# Optimal Binning

The Optimal Binning procedure discretizes one or more scale variables
(referred to henceforth as **binning input variables**) by distributing
the values of each variable into bins. Bin formation is optimal with
respect to a categorical guide variable that "supervises" the binning
process. Bins can then be used instead of the original data values
for further analysis.

**Examples.** Reducing the number of distinct values a variable
takes has a number of uses, including:

- Data requirements of other procedures. Discretized variables can be treated as categorical for use in procedures that require categorical variables. For example, the Crosstabs procedure requires that all variables be categorical.
- Data privacy. Reporting binned values instead of actual values can help safeguard the privacy of your data sources. The Optimal Binning procedure can guide the choice of bins.
- Speed performance. Some procedures are more efficient when working with a reduced number of distinct values. For example, the speed of Multinomial Logistic Regression can be improved using discretized variables.
- Uncovering complete or quasi-complete separation of data.

**Optimal versus Visual Binning.** The Visual Binning dialog
boxes offer several automatic methods for creating bins without the
use of a guide variable.
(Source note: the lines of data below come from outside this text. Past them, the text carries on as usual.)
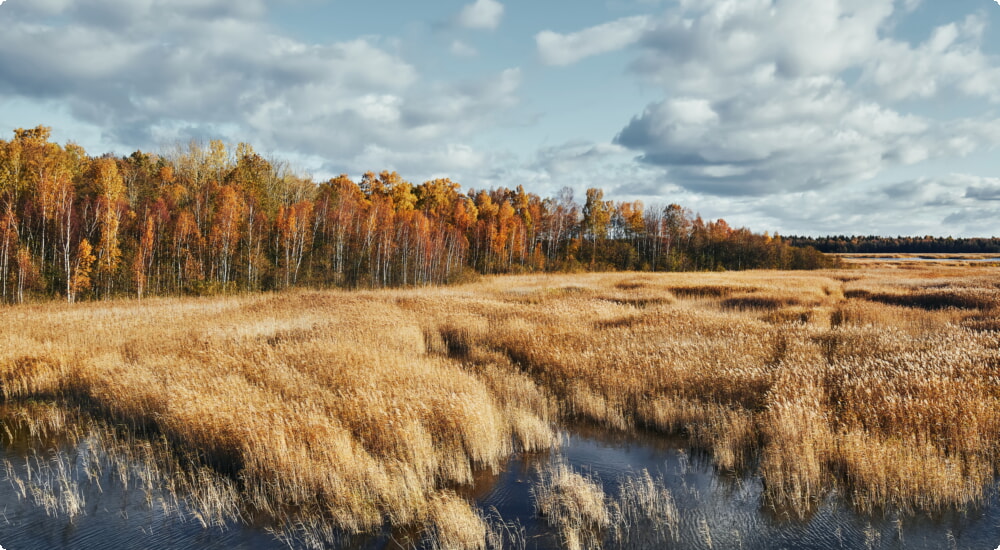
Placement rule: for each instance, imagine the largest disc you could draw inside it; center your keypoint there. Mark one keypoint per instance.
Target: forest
(873, 244)
(205, 219)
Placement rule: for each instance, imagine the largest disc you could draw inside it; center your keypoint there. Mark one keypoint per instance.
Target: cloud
(950, 60)
(566, 49)
(461, 49)
(214, 69)
(758, 101)
(482, 14)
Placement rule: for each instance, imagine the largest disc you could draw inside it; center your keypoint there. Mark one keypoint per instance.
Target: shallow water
(717, 510)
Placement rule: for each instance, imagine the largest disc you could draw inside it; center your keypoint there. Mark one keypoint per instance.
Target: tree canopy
(207, 218)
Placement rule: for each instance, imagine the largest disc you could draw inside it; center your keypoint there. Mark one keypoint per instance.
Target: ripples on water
(718, 511)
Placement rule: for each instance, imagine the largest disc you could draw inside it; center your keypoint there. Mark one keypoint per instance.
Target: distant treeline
(899, 245)
(209, 218)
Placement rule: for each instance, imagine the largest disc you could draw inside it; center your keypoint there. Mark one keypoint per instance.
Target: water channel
(718, 511)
These "unsupervised" rules are useful for
producing descriptive statistics, such as frequency tables, but Optimal
Binning is superior when your end goal is to produce a predictive
model.

**Output.** The procedure produces tables of cutpoints for
the bins and descriptive statistics for each binning input variable.
Additionally, you can save new variables to the active dataset containing
the binned values of the binning input variables and save the binning
rules as command syntax for use in discretizing new data.

Optimal Binning Data Considerations

**Data.** This procedure expects the binning input variables
to be scale, numeric variables. The guide variable should be categorical
and can be string or numeric.

To obtain optimal binning

- From the menus choose:
- Select one or more binning input variables.
- Select a guide variable.

Variables containing the binned data values are not generated by default. Use the Save tab to save these variables.

This procedure pastes OPTIMAL BINNING command syntax.